Et donc ? Le seul événement de la semaine est l’anniversaire de Bouteflika. Entre lui et lui-même. Cela ne concerne pas les Algériens. Comme tout l’espace du Pouvoir : on ne sait pas comment est le bureau d’un président algérien. Ovale ? Carré ?Probablement rectangulaire : un angle pour le président, un angle pour l’armée et un angle pour les martyrs, alias le FLN, alias l’Appareil. On ne sait pas quoi mange un président : des dattes et du lait comme les Arabes ? De l’huile d’olives comme les ancêtres ? Du tadjine marocain comme à Oujda ou les feuillages sauvages comme au temps de la guerre ? Personne ne sait : un président algérien vit, mais n’est pas vivant. Il doit incarner l’autorité, la rigueur et donc l’inaccessibilité : il doit ressembler à un martyr qui inspecte l’état du pays libéré. Ses réactions sont le silence, le discours ou la colère ou le reproche : « nous sommes morts pour vous et on a le droit de vous crier au visage et de vous insulter, frapper ou malmener pour vous culpabiliser ». D’ailleurs, les gestes d’un président sont calculés comme ceux d’un cadavre ou d’un drapeau. On ne sait rien de la femme d’un président sauf par la rumeur, les proches parents ou les soupçons de corruption. Ou les envies. Quel est l’emploi du temps d’un président ? Vivant s’entend, pas quand il est malade. Qui l’habille ? Production locale ? 49% ou 51% comme le veut la loi sur les investissements étrangers ? On ne sait pas. Le Pouvoir ne se montre pas, ne se confesse pas, ne fréquente pas le peuple. Il est populiste en idéologie mais élitiste dans le mode de vie et le ménage.
On n’a pas la tradition d’ouvrir le bureau du président au peuple. Seuls les visiteurs étrangers peuvent le voir et quelques intimes. La présidence est aussi fermée aux écoliers algériens. On n’est pas aux États-Unis. La présidence et un espace fermé, clos sur lui-même : c’est un palais situé dans un maquis, dans la Montagne de la Révolution. Les images ? Les mêmes : un président souriant en se forçant presque, saluant des gens invisibles, sourcils froncés, en colère, l’air grave comme un cadavre qui regarde l’éternité. Les présidents algériens ne sont jamais filmés en jogging, en manche courte, en tenue de vendredi ou en tenue de travail. Tout juste, parfois, un pigeon blanc pour signe de la paix.

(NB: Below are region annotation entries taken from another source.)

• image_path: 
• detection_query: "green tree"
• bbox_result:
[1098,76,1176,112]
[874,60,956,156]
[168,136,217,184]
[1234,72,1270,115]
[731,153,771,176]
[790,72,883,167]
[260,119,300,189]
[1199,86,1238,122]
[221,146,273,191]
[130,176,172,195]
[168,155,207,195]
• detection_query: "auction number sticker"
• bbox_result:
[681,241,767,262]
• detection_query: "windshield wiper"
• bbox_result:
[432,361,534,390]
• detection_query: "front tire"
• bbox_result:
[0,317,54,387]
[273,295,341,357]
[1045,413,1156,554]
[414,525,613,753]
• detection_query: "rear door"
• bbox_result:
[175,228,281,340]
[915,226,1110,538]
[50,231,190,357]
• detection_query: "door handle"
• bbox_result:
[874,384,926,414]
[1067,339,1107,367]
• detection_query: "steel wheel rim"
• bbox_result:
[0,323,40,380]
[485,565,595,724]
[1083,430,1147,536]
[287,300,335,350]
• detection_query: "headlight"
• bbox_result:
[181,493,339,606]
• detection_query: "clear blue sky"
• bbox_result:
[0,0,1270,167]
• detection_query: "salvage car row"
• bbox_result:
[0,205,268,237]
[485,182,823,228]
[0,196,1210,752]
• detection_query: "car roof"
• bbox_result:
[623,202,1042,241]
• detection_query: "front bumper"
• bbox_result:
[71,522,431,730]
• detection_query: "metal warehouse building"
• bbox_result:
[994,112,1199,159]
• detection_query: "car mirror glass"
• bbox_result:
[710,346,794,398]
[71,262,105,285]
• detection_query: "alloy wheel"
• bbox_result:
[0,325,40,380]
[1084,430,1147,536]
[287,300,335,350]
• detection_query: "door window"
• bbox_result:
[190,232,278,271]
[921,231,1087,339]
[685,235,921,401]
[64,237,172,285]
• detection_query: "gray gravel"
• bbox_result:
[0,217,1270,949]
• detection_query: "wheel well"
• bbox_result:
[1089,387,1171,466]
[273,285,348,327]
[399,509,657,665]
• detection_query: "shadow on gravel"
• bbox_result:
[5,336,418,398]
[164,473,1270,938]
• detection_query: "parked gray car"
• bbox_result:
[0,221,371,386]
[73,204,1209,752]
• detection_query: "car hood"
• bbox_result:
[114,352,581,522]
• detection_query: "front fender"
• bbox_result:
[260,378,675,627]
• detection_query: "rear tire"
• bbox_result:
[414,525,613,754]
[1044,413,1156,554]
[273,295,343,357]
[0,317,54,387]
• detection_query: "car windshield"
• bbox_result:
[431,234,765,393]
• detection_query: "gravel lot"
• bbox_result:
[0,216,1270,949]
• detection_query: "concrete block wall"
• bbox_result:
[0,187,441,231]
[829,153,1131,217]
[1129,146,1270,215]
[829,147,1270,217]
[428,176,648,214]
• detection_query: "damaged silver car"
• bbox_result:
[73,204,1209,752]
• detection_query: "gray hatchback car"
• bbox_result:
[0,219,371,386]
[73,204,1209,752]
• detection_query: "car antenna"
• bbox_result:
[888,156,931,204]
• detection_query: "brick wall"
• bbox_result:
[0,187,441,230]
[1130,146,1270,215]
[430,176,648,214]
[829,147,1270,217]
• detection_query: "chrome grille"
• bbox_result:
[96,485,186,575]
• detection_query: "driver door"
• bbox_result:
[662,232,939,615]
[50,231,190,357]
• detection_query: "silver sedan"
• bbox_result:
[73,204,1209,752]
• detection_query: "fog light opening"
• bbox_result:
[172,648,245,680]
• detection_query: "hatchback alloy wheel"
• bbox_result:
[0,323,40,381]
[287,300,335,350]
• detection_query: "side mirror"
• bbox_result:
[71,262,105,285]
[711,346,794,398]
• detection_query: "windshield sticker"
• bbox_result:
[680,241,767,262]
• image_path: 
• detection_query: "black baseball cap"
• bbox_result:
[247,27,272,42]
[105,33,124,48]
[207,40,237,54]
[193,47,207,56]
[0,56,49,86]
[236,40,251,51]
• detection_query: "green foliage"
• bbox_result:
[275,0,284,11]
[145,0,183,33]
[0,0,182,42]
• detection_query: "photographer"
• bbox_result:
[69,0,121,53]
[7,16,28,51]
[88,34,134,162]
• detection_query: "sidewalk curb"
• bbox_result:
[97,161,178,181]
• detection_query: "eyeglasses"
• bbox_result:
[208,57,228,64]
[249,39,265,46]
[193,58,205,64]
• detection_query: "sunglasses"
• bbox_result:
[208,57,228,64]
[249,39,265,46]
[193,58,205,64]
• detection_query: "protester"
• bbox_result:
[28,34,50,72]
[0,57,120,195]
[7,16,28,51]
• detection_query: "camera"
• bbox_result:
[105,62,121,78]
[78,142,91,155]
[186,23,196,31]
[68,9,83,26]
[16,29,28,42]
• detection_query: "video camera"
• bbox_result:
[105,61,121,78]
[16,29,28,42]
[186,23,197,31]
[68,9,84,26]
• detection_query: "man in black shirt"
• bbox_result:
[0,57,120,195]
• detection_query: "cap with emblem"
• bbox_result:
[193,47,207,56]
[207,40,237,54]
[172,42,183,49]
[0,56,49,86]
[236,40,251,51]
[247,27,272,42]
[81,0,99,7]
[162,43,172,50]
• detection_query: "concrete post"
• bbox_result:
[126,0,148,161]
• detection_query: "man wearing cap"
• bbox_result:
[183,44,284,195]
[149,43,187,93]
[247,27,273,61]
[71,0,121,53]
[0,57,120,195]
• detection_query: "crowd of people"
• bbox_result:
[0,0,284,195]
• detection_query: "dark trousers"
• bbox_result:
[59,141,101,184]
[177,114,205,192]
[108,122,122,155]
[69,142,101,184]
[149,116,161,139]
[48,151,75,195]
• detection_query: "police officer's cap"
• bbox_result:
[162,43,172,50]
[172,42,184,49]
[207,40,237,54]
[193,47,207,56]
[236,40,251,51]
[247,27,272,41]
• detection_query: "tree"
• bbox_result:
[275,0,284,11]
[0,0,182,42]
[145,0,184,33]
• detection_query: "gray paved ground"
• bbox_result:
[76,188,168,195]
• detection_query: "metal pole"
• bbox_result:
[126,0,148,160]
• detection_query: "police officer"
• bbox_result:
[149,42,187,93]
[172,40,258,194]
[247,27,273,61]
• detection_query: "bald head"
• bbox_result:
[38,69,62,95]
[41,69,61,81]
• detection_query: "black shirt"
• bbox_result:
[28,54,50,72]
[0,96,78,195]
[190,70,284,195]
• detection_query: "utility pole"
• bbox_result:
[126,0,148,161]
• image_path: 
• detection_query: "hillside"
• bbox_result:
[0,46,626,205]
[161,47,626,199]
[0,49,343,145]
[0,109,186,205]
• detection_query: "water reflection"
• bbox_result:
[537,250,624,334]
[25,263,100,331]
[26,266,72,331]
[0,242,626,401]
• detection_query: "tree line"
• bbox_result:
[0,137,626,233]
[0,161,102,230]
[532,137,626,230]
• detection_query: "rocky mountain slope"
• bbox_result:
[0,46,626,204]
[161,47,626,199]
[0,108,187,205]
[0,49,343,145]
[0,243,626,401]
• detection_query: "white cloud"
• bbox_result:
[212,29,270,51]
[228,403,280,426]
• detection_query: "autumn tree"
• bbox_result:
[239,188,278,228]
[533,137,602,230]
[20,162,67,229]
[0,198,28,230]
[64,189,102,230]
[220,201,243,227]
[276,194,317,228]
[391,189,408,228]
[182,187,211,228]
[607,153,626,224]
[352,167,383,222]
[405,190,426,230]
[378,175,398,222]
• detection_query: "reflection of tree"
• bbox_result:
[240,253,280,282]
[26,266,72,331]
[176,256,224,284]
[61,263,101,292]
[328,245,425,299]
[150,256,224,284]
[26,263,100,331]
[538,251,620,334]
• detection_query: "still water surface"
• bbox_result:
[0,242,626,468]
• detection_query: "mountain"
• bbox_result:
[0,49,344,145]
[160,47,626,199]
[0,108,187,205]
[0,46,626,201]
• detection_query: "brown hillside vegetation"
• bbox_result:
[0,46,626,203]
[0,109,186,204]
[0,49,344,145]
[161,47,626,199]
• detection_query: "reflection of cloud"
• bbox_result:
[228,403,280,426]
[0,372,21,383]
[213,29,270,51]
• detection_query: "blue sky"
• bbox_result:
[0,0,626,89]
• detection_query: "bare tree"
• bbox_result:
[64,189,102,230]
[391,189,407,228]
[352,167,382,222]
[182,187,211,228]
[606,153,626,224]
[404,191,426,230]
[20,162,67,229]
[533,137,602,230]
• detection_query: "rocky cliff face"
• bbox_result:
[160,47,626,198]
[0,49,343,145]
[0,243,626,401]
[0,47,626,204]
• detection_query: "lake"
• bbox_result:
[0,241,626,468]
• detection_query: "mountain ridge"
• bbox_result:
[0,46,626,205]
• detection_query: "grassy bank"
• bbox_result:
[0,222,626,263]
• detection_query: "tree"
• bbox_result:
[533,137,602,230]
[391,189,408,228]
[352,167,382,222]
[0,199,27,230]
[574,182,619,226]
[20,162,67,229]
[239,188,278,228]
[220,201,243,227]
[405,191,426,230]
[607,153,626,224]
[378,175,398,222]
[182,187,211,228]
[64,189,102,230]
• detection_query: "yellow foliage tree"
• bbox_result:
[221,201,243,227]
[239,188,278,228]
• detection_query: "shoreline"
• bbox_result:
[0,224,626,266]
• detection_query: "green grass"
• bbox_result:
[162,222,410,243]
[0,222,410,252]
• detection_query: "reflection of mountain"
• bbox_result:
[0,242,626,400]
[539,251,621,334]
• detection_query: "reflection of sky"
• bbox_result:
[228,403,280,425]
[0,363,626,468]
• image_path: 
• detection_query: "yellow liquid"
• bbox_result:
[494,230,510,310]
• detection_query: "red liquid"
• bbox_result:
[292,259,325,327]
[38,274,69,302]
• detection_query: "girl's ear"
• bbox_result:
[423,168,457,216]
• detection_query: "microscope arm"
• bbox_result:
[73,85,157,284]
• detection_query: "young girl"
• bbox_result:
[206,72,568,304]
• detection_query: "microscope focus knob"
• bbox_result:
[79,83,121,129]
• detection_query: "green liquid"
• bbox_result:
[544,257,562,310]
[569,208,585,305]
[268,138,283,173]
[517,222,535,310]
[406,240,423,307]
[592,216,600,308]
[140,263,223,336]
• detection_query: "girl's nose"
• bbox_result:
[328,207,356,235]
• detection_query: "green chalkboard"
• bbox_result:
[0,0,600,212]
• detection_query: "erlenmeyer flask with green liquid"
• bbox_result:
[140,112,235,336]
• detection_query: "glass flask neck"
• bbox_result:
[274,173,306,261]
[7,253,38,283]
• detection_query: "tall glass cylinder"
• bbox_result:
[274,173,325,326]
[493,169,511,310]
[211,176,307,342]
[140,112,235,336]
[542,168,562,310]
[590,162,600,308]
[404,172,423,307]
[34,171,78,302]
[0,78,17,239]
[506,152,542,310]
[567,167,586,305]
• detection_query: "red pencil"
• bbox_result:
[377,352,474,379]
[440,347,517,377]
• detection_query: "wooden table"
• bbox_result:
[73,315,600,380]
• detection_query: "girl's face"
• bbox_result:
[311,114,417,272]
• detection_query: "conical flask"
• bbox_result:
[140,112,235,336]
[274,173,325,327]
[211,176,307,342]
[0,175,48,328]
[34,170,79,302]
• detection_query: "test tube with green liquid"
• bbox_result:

Il existe même des affiches de Bouteflika se serrant les deux mains, comme s’il se donnait la main à lui-même, dans un geste de refus du monde et de l’autre, en mode zone autonome.
Donc pas d’image. Juste une seule. Stalinienne. Pas d’accès à la présidence pour les enfants algériens sauf s’ils prennent les armes. Pas de portes ouvertes. Pas de caméras. Pas d’information sur l’ameublement, les costumes, les dépenses, les menus de la cuisine. Ce n’est pas un pays transparent. C’est une caserne entourée de civils. On ne se fréquente pas. Le Pouvoir est une caste. Ce n’est parce qu’on vous a libérés des colons que l’on va se fréquenter. Le pays n’aime pas la joie. A cause de sa religion ou à cause des martyrs.